Wednesday, November 21, 2018

Where the thankfulness never ends

If you'd been dropping off a child at a certain elementary school in chilly northeast Ohio this morning, you might have wondered, "Who's the crazy guy riding a unicycle to school in this frigid weather?"

That would be my crazy guy. We're spending some time with the grandkids and that's the way we walk the oldest one to school, with the resident clown in a big black puffer coat riding a unicycle alongside our granddaughter while I bring up the rear with her little brother in his light-up R2D2 boots. I love a parade!

If you had asked me 36 years ago to list the characteristics of my ideal spouse, it would not have occurred to me to say, "I want a guy who rides a unicycle a half mile in freezing weather just to entertain his grandkids." But that's what I got, and for that I am thankful.

I'm thankful also for the granddaughter running to keep up with grampa, a sweet and creative girl who loves sparkly things and flowers and books and bikes and unicorns. I'm thankful for her two-year-old brother, who keeps bringing me books to read and then, when he gets tired of carrying them up and down the steps, sits and listens to fresh stories we make up ourselves, about adventures with dinosaurs in a big squishy swamp. I'm thankful for how much he loves his sisters, loves to help his daddy, loves to blow raspberries with Grampa and baby sister in the back seat of the car.
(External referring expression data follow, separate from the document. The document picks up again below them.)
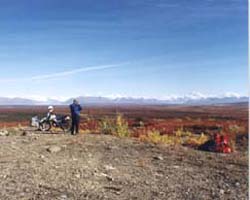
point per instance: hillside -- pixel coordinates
(57, 166)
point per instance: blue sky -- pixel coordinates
(149, 48)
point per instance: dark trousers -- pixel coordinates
(75, 124)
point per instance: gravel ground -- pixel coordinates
(57, 166)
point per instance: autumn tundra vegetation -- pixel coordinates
(189, 126)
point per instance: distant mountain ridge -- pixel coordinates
(90, 100)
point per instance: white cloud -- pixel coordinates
(61, 74)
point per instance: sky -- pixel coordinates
(136, 48)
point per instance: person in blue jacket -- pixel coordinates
(75, 109)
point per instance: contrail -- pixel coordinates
(62, 74)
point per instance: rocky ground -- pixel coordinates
(59, 166)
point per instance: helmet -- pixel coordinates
(50, 108)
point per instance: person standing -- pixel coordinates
(75, 109)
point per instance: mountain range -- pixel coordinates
(90, 100)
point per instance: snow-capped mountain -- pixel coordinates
(190, 99)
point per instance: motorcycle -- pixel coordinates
(46, 124)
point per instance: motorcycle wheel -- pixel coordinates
(45, 126)
(66, 126)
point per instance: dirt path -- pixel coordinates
(95, 167)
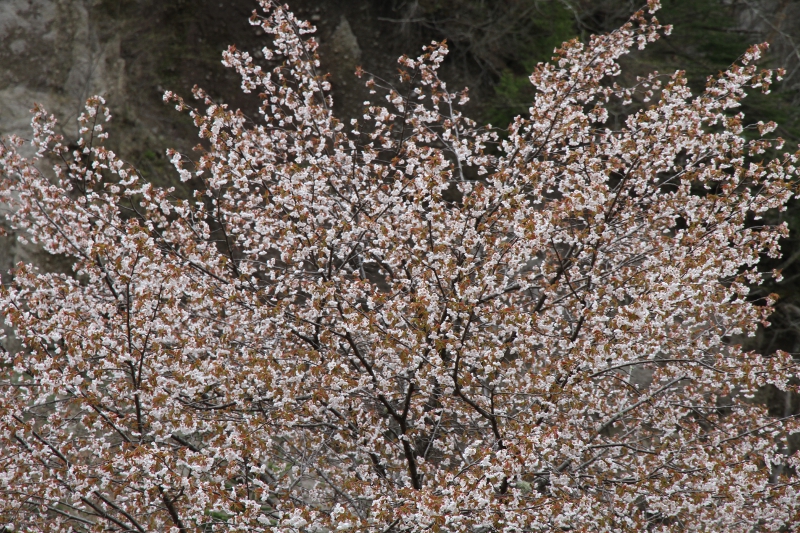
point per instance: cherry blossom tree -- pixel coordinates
(406, 322)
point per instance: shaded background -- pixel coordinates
(58, 52)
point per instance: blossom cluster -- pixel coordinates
(408, 322)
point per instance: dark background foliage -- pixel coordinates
(176, 44)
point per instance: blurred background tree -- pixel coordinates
(132, 50)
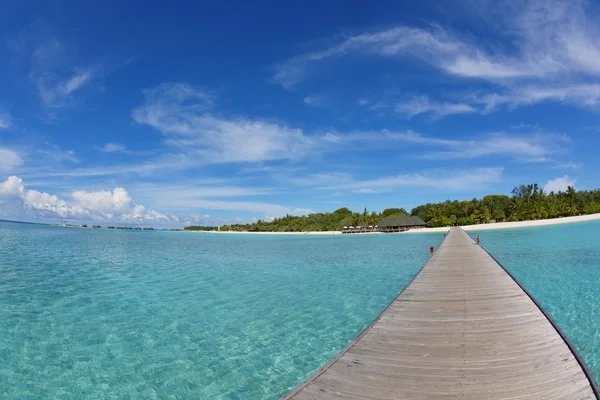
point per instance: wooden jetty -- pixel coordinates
(463, 328)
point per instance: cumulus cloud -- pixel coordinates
(560, 184)
(181, 113)
(115, 205)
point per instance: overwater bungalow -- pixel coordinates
(401, 223)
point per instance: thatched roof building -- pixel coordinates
(402, 222)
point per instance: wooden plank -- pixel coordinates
(462, 328)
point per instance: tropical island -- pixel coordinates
(526, 203)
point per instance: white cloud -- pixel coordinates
(12, 186)
(54, 153)
(316, 101)
(180, 112)
(364, 191)
(57, 92)
(55, 70)
(559, 184)
(568, 165)
(5, 120)
(533, 52)
(523, 147)
(9, 159)
(439, 180)
(422, 105)
(258, 207)
(115, 205)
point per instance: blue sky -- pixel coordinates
(215, 113)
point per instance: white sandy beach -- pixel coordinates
(480, 227)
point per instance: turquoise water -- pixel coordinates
(101, 314)
(560, 266)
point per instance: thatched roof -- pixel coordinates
(402, 220)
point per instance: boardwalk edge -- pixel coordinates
(565, 338)
(324, 368)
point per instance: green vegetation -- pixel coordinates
(528, 202)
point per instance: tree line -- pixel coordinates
(528, 202)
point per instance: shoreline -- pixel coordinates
(467, 228)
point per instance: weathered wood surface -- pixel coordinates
(462, 329)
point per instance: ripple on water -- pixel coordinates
(560, 266)
(91, 314)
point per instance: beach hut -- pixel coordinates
(401, 223)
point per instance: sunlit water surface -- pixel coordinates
(560, 266)
(99, 314)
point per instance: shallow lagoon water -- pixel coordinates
(101, 314)
(560, 266)
(126, 314)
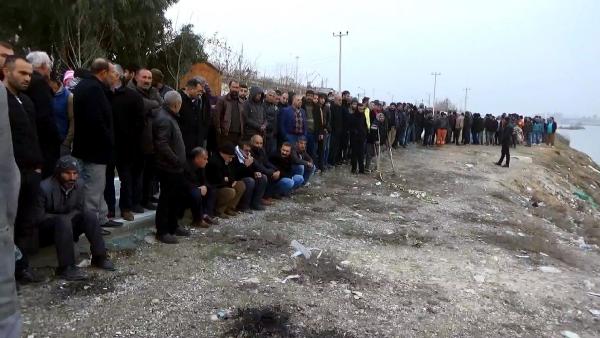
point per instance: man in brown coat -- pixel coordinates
(228, 119)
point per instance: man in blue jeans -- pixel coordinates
(305, 166)
(292, 124)
(289, 180)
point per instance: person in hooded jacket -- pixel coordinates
(253, 112)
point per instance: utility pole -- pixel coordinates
(435, 75)
(340, 35)
(466, 94)
(296, 76)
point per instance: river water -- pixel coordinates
(585, 140)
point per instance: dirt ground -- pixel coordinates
(484, 252)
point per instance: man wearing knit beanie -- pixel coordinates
(62, 205)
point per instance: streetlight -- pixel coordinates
(435, 75)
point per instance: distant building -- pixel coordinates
(207, 71)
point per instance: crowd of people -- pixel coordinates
(178, 149)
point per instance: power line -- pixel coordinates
(340, 35)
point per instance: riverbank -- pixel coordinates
(449, 245)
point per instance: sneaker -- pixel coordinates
(258, 207)
(138, 209)
(112, 224)
(167, 239)
(210, 220)
(200, 224)
(27, 276)
(150, 206)
(182, 232)
(127, 215)
(71, 273)
(102, 262)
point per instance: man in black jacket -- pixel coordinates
(255, 182)
(220, 174)
(505, 140)
(62, 204)
(28, 157)
(192, 123)
(93, 141)
(337, 131)
(142, 83)
(170, 160)
(202, 195)
(42, 96)
(128, 117)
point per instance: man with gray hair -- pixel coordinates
(41, 94)
(93, 141)
(128, 122)
(192, 122)
(170, 161)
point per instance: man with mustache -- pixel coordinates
(65, 218)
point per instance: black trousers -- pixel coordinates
(172, 188)
(357, 146)
(109, 187)
(26, 234)
(130, 175)
(335, 152)
(62, 230)
(202, 205)
(505, 153)
(149, 187)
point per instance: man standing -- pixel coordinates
(191, 120)
(10, 319)
(62, 204)
(42, 96)
(255, 122)
(170, 162)
(505, 140)
(128, 117)
(293, 121)
(228, 119)
(271, 114)
(142, 83)
(337, 131)
(551, 132)
(29, 159)
(94, 136)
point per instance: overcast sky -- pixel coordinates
(538, 56)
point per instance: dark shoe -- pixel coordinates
(127, 215)
(258, 207)
(71, 273)
(231, 213)
(27, 276)
(210, 220)
(102, 262)
(182, 232)
(112, 224)
(138, 209)
(167, 239)
(150, 206)
(200, 224)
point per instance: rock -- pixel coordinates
(150, 239)
(569, 334)
(549, 269)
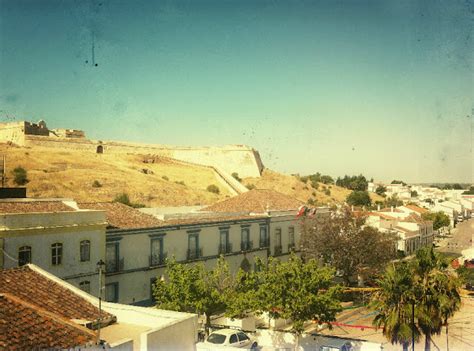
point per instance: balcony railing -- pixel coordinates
(225, 248)
(278, 250)
(158, 259)
(246, 245)
(114, 266)
(194, 253)
(265, 242)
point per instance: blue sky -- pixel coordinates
(383, 88)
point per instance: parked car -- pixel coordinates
(228, 338)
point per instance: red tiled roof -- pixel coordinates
(417, 208)
(33, 206)
(32, 287)
(24, 326)
(256, 201)
(123, 216)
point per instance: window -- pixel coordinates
(193, 246)
(157, 256)
(224, 241)
(112, 261)
(263, 236)
(245, 239)
(24, 255)
(111, 292)
(233, 339)
(85, 250)
(85, 286)
(56, 254)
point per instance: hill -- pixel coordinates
(153, 181)
(291, 185)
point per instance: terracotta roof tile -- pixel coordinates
(256, 201)
(32, 287)
(24, 326)
(33, 206)
(123, 216)
(417, 208)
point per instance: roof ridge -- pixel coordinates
(46, 313)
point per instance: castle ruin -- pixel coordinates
(241, 159)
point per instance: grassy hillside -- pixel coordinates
(291, 185)
(72, 174)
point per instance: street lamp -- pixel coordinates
(100, 268)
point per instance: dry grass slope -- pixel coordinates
(292, 186)
(71, 174)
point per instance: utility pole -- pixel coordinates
(100, 266)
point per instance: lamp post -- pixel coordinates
(100, 268)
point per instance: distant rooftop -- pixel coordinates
(256, 201)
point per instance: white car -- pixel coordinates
(228, 338)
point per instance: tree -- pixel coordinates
(381, 190)
(436, 292)
(299, 291)
(359, 198)
(20, 176)
(393, 305)
(192, 288)
(439, 219)
(343, 241)
(427, 286)
(393, 201)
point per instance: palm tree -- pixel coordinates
(437, 293)
(393, 304)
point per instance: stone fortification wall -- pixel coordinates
(233, 158)
(13, 132)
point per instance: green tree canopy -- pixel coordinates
(359, 198)
(343, 242)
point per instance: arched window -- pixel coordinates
(56, 254)
(85, 248)
(24, 255)
(85, 286)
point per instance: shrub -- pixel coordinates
(123, 199)
(213, 189)
(236, 176)
(20, 176)
(96, 184)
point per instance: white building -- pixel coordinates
(54, 235)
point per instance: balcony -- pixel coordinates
(246, 245)
(114, 266)
(264, 242)
(158, 259)
(225, 248)
(194, 254)
(277, 250)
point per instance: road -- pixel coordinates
(461, 238)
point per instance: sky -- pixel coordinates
(382, 88)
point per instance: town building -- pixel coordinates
(54, 235)
(41, 311)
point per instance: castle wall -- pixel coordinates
(235, 158)
(13, 132)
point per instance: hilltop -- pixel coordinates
(149, 180)
(292, 185)
(153, 181)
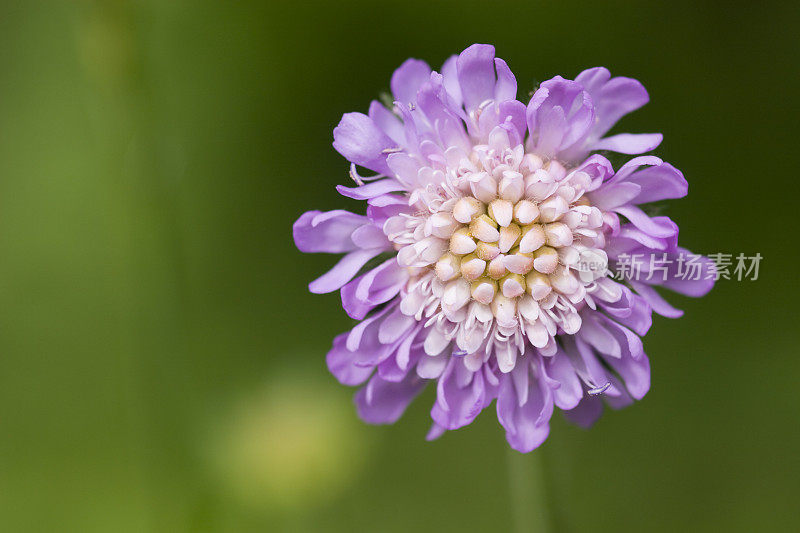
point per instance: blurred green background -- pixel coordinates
(162, 365)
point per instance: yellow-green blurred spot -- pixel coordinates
(292, 444)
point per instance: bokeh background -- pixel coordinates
(162, 365)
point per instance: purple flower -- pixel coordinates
(497, 223)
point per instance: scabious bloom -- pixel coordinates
(497, 224)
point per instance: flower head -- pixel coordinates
(499, 223)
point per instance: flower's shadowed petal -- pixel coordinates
(408, 78)
(384, 402)
(362, 142)
(347, 267)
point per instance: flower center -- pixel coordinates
(508, 248)
(502, 242)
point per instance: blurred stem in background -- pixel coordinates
(526, 485)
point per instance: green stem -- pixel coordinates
(528, 496)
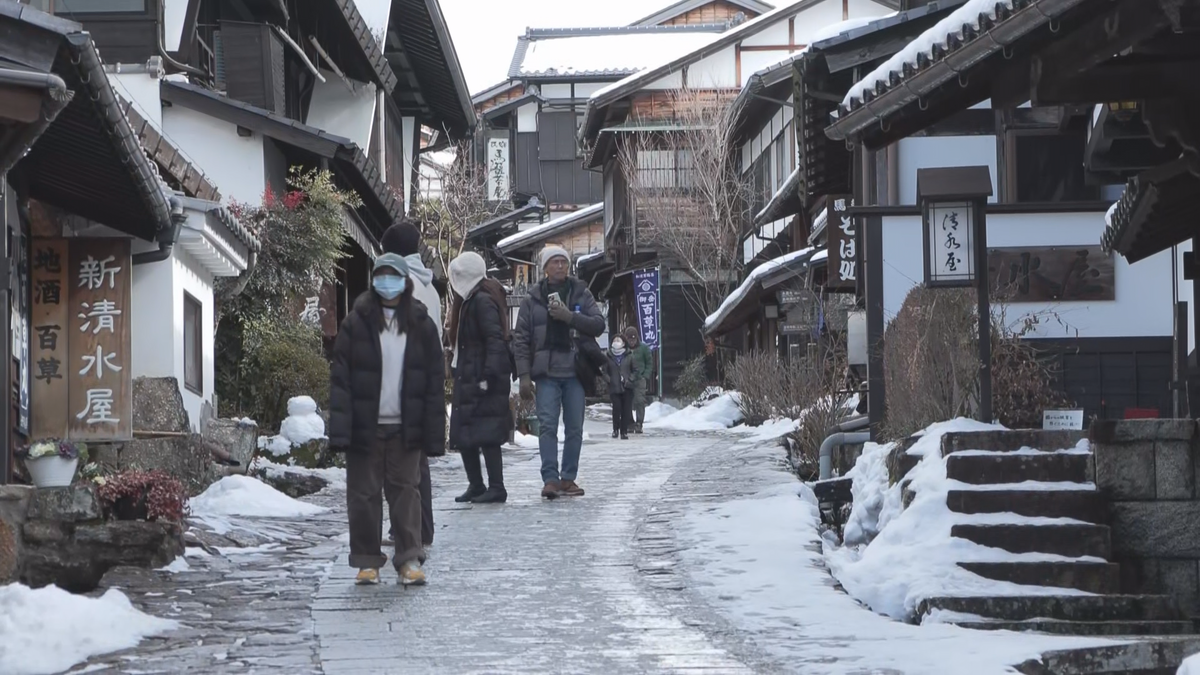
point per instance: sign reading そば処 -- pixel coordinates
(79, 344)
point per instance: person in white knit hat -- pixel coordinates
(556, 312)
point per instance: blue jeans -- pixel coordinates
(559, 395)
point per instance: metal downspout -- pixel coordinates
(843, 434)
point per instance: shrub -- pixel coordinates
(931, 365)
(693, 380)
(151, 494)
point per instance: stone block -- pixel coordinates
(1174, 472)
(1156, 529)
(238, 440)
(186, 458)
(1131, 430)
(1125, 471)
(77, 503)
(159, 405)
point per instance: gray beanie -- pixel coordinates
(467, 272)
(551, 252)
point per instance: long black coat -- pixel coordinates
(355, 381)
(481, 418)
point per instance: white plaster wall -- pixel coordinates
(235, 165)
(375, 13)
(174, 16)
(143, 91)
(336, 109)
(1141, 308)
(527, 118)
(945, 151)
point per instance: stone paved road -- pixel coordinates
(583, 585)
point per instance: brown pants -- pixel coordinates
(391, 467)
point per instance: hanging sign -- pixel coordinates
(646, 291)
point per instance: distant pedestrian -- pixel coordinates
(480, 416)
(405, 239)
(643, 366)
(387, 413)
(552, 317)
(619, 376)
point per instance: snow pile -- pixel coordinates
(713, 414)
(240, 495)
(336, 476)
(913, 556)
(303, 425)
(761, 567)
(48, 629)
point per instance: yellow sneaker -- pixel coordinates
(411, 574)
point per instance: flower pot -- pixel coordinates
(52, 471)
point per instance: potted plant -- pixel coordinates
(52, 463)
(143, 495)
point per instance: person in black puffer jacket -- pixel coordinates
(480, 417)
(387, 406)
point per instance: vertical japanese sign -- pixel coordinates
(843, 242)
(497, 168)
(646, 291)
(951, 244)
(99, 377)
(48, 338)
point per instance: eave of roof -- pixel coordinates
(89, 160)
(352, 162)
(552, 228)
(684, 6)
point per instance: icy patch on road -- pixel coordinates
(240, 495)
(894, 557)
(48, 629)
(759, 562)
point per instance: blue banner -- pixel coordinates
(646, 291)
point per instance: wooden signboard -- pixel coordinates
(1061, 274)
(48, 339)
(841, 236)
(100, 399)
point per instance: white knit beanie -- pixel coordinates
(467, 272)
(551, 252)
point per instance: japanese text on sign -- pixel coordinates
(646, 290)
(497, 168)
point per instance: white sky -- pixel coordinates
(485, 31)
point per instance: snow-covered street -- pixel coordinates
(695, 550)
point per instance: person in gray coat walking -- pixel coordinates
(556, 315)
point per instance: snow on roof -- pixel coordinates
(606, 54)
(749, 28)
(546, 228)
(741, 292)
(936, 36)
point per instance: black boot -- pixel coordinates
(496, 493)
(474, 476)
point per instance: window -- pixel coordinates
(1045, 166)
(193, 345)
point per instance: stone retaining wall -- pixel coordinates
(1147, 471)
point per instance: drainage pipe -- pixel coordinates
(843, 434)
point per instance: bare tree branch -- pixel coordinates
(690, 203)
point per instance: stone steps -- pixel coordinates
(1062, 608)
(1071, 541)
(1089, 577)
(1008, 467)
(1078, 505)
(1085, 627)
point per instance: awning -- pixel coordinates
(1157, 210)
(349, 163)
(89, 160)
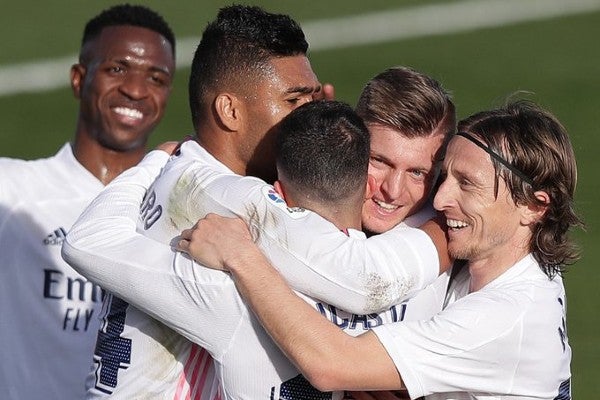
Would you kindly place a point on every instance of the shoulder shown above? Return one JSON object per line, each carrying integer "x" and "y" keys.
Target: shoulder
{"x": 56, "y": 176}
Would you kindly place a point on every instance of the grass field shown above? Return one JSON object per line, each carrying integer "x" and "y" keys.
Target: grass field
{"x": 556, "y": 60}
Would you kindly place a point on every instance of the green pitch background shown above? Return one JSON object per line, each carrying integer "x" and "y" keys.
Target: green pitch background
{"x": 557, "y": 60}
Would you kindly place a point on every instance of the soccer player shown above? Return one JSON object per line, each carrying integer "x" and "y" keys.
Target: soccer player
{"x": 250, "y": 70}
{"x": 159, "y": 206}
{"x": 507, "y": 195}
{"x": 410, "y": 118}
{"x": 50, "y": 313}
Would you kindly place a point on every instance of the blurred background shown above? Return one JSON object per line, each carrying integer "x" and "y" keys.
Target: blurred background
{"x": 482, "y": 51}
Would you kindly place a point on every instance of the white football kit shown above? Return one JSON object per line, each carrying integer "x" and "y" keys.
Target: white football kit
{"x": 204, "y": 305}
{"x": 507, "y": 340}
{"x": 48, "y": 312}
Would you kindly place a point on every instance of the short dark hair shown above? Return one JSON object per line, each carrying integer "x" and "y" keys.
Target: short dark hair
{"x": 407, "y": 101}
{"x": 235, "y": 47}
{"x": 127, "y": 14}
{"x": 535, "y": 144}
{"x": 322, "y": 148}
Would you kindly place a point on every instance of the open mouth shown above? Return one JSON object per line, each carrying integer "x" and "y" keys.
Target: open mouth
{"x": 386, "y": 206}
{"x": 456, "y": 224}
{"x": 129, "y": 112}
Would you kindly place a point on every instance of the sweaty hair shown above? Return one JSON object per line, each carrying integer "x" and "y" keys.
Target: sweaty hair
{"x": 127, "y": 14}
{"x": 235, "y": 48}
{"x": 322, "y": 148}
{"x": 533, "y": 141}
{"x": 407, "y": 101}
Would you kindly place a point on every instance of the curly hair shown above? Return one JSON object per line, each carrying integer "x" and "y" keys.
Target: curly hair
{"x": 535, "y": 144}
{"x": 236, "y": 47}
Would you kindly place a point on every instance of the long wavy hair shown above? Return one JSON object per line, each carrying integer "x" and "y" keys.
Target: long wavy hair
{"x": 535, "y": 143}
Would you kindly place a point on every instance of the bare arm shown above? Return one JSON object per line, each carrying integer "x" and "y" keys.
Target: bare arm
{"x": 329, "y": 358}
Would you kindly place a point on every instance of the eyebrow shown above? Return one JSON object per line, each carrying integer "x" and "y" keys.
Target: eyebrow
{"x": 128, "y": 63}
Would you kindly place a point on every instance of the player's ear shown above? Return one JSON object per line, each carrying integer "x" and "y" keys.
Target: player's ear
{"x": 229, "y": 111}
{"x": 532, "y": 213}
{"x": 371, "y": 185}
{"x": 77, "y": 77}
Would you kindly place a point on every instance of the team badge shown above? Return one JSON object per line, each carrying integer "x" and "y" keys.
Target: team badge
{"x": 275, "y": 199}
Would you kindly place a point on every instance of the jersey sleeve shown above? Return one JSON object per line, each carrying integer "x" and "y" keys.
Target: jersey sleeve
{"x": 472, "y": 346}
{"x": 156, "y": 280}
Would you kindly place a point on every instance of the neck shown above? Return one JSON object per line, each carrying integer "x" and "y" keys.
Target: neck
{"x": 343, "y": 216}
{"x": 104, "y": 163}
{"x": 485, "y": 269}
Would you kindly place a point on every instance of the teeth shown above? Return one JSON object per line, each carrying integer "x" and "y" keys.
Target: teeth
{"x": 129, "y": 112}
{"x": 386, "y": 206}
{"x": 455, "y": 224}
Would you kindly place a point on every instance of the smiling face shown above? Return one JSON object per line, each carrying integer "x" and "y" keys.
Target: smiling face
{"x": 481, "y": 226}
{"x": 287, "y": 83}
{"x": 402, "y": 170}
{"x": 123, "y": 82}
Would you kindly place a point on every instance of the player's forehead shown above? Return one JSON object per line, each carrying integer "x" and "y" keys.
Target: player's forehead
{"x": 402, "y": 149}
{"x": 291, "y": 74}
{"x": 133, "y": 44}
{"x": 465, "y": 158}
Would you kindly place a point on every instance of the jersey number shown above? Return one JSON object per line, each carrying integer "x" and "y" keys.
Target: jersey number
{"x": 112, "y": 351}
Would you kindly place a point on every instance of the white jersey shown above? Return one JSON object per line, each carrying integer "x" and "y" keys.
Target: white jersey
{"x": 429, "y": 301}
{"x": 507, "y": 340}
{"x": 197, "y": 302}
{"x": 48, "y": 312}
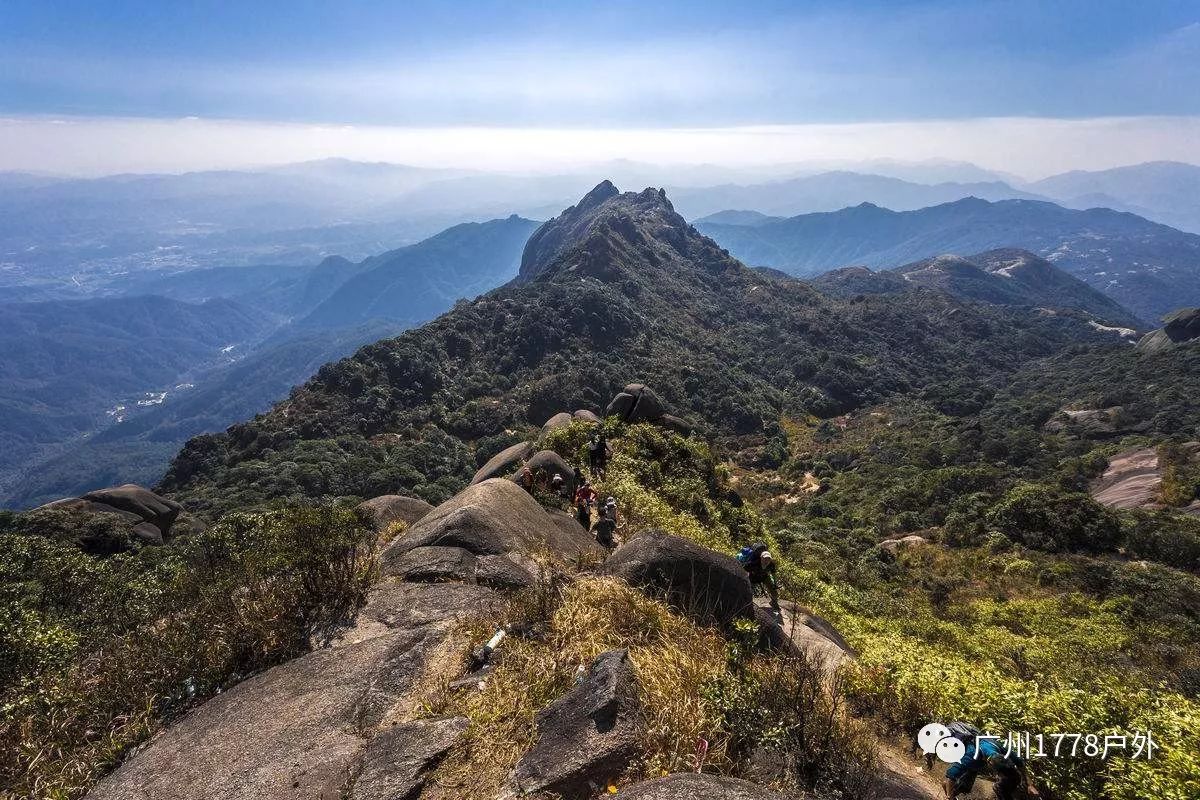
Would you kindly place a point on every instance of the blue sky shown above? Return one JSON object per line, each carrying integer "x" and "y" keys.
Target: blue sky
{"x": 605, "y": 64}
{"x": 598, "y": 66}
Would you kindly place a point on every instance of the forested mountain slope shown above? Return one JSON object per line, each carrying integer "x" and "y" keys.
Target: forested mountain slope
{"x": 1147, "y": 268}
{"x": 618, "y": 286}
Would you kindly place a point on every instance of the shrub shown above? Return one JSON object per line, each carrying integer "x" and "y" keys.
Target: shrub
{"x": 1053, "y": 521}
{"x": 105, "y": 651}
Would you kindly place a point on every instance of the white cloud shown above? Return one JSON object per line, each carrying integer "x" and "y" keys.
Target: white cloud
{"x": 1031, "y": 146}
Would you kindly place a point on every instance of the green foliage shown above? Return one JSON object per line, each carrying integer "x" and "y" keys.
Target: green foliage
{"x": 1181, "y": 474}
{"x": 1164, "y": 537}
{"x": 1053, "y": 521}
{"x": 99, "y": 653}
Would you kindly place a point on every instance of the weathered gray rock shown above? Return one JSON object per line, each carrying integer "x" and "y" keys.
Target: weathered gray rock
{"x": 389, "y": 509}
{"x": 900, "y": 542}
{"x": 1132, "y": 480}
{"x": 135, "y": 499}
{"x": 700, "y": 582}
{"x": 546, "y": 463}
{"x": 433, "y": 564}
{"x": 636, "y": 403}
{"x": 502, "y": 572}
{"x": 586, "y": 738}
{"x": 503, "y": 463}
{"x": 1179, "y": 328}
{"x": 559, "y": 420}
{"x": 396, "y": 763}
{"x": 815, "y": 636}
{"x": 690, "y": 786}
{"x": 300, "y": 729}
{"x": 394, "y": 607}
{"x": 149, "y": 517}
{"x": 89, "y": 506}
{"x": 489, "y": 518}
And I'm thankful for that baby sister, the eight-month-old whose smiles light up the room even when she's under the weather, who squeals with delight at Peek-a-Boo and tries with all her might to say "Mmmma-mmma-mmmma."  And of course I'm thankful for her mama too, who brings delight into the world with her singing and serving and constant energy, whether she's making curtains or custard pies or family celebrations. 
 
I'm thankful for a son-in-law who knows how to install a new tub, train engineers on new software, or kiss a boo-boo to make it better, and for a son willing to feed the wood-burner while I'm gone, a guy who keeps me fully supplied with silly puns. I'm thankful that my dad is holding steady since my mother's death and finding new ways to be helpful with his church family. I'm thankful for a family that pulls together in difficult times, for a terrific dog who walked beside me for ten blessed years, for friends who know what to say when the pain is beyond words.

For colleagues and students who keep me focused and make me think and smile and laugh I am forever thankful. For a ruby-red car and a water bottle to match, warm scarves and space heaters, dark chocolate and spiced chai and cranberry chutney; for podcasts that enliven long drives and poetry that reaches deeper into my soul with each passing year; for many more wish lists to consult as the family expands and for a good excuse to buy a bunch of kazoos--for all this and more I am thankful.

And for that clown on the unicycle, puffing away in the early-morning chill, laughing with his granddaughter as they move forward into the future--it's nothing I ever asked for, but it's exactly what I need, and for that I am thankful.